Trading may be less than usual today. The Securities Industry and Financial Markets Association recommends trading close at 2 p.m. in New York and stay shut worldwide tomorrow because of the U.S. Veterans Day holiday.
Bond Returns
Government securities returned 5.6 percent this year and 9.06 percent for all of 2007, according to Merrill Lynch & Co.'s U.S. Treasury Master index. Demand for the safest assets is being fueled by the risk of a global recession after a U.S. housing slump led to a seizure in credit markets.
``The market has completely neglected some of the bad economic data in recent weeks,'' said Alessandro Tentori, a fixed-income strategist at BNP Paribas SA in London. ``Once supply is sorted out, we expect a steeper yield curve.
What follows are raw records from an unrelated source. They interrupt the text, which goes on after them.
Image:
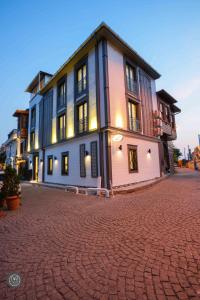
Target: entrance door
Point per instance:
(35, 167)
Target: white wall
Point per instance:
(74, 162)
(148, 164)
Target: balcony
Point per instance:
(82, 125)
(134, 124)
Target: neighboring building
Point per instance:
(167, 112)
(95, 120)
(11, 148)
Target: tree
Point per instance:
(177, 154)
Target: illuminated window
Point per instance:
(61, 127)
(132, 159)
(81, 79)
(65, 163)
(50, 165)
(32, 139)
(61, 94)
(134, 122)
(131, 78)
(33, 117)
(82, 118)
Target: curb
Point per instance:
(140, 188)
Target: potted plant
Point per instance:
(11, 188)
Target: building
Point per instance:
(97, 120)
Two-year notes have rallied significantly so there isn't too much room for them to head higher. We would be looking for more movement in 10-year yields.''
The U.S. economy shed more jobs in October than forecast, a government report showed last week. Payrolls shrank by 240,000 workers, the Labor Department said Nov. 7. Economists surveyed by Bloomberg News had forecast a drop of 200,000. The jobless rate jumped to 6.5 percent.
U.S. Recession
There's now no doubt a recession in the U.S. is underway, Robert Hall, who heads the National Bureau of Economic Research's business-cycle dating committee, said in an interview Nov. 7. Goldman Sachs Inc. forecast the deepest U.S. recession since 1982, with the economy contracting 3.5 percent in the fourth quarter and 2 percent in January-March next year.
It will take at least 18 months to turn around the U.S., even if President-elect Barack Obama ``does everything perfectly,'' Nobel Prize-winning economist Joseph Stiglitz wrote in the Washington Post yesterday.
The difference between yields on two- and 10-year notes, known as the yield curve, may widen to a record 3 percentage points from 2.44 percentage points now, according to strategists at Morgan Stanley and Credit Suisse Group AG.
Shorter-term yields are falling as investors bet the Federal Reserve will reduce its target rate for overnight loans
between banks to spur the shrinking U.S. economy. Ten-year yields are likely to rise as the government increases its long- term debt sales, the strategists said.
Steepening Curve
The difference between two- and 10-year yields reached a record of 2.74 percentage points in 2003 after the Fed finished a series of 13 rate reductions. Typically, the spread is steepest as the central bank stops lowering borrowing costs and investors anticipate an economic recovery, according to Tony Crescenzi, chief bond strategist at Miller Tabak & Co. LLC in New York.
A weekly survey of fund managers by Ried, Thunberg & Co., an economic advisory company in Jersey City, New Jersey, shows investors are bearish on U.S. government securities.
The measure of money manager sentiment through the end of December held at 43 for the seven days ended Nov. 7 from the week before. Readings below 50 indicate investors expect bonds to decline. The company surveyed 29 fund managers overseeing $1.43 trillion.
Borrowing costs dropped worldwide in the past month after central banks lowered interest rates and governments pledged as much as $3 trillion of emergency funds to tackle a collapse in trust among banks.
The difference between what banks and the Treasury pay to borrow money for three months, the so-called TED spread, was 2.01 percentage points, compared with 4.64 percent on Oct. 10, the most since Bloomberg began compiling the data in 1984. It was 0.18 percentage point in February 2007.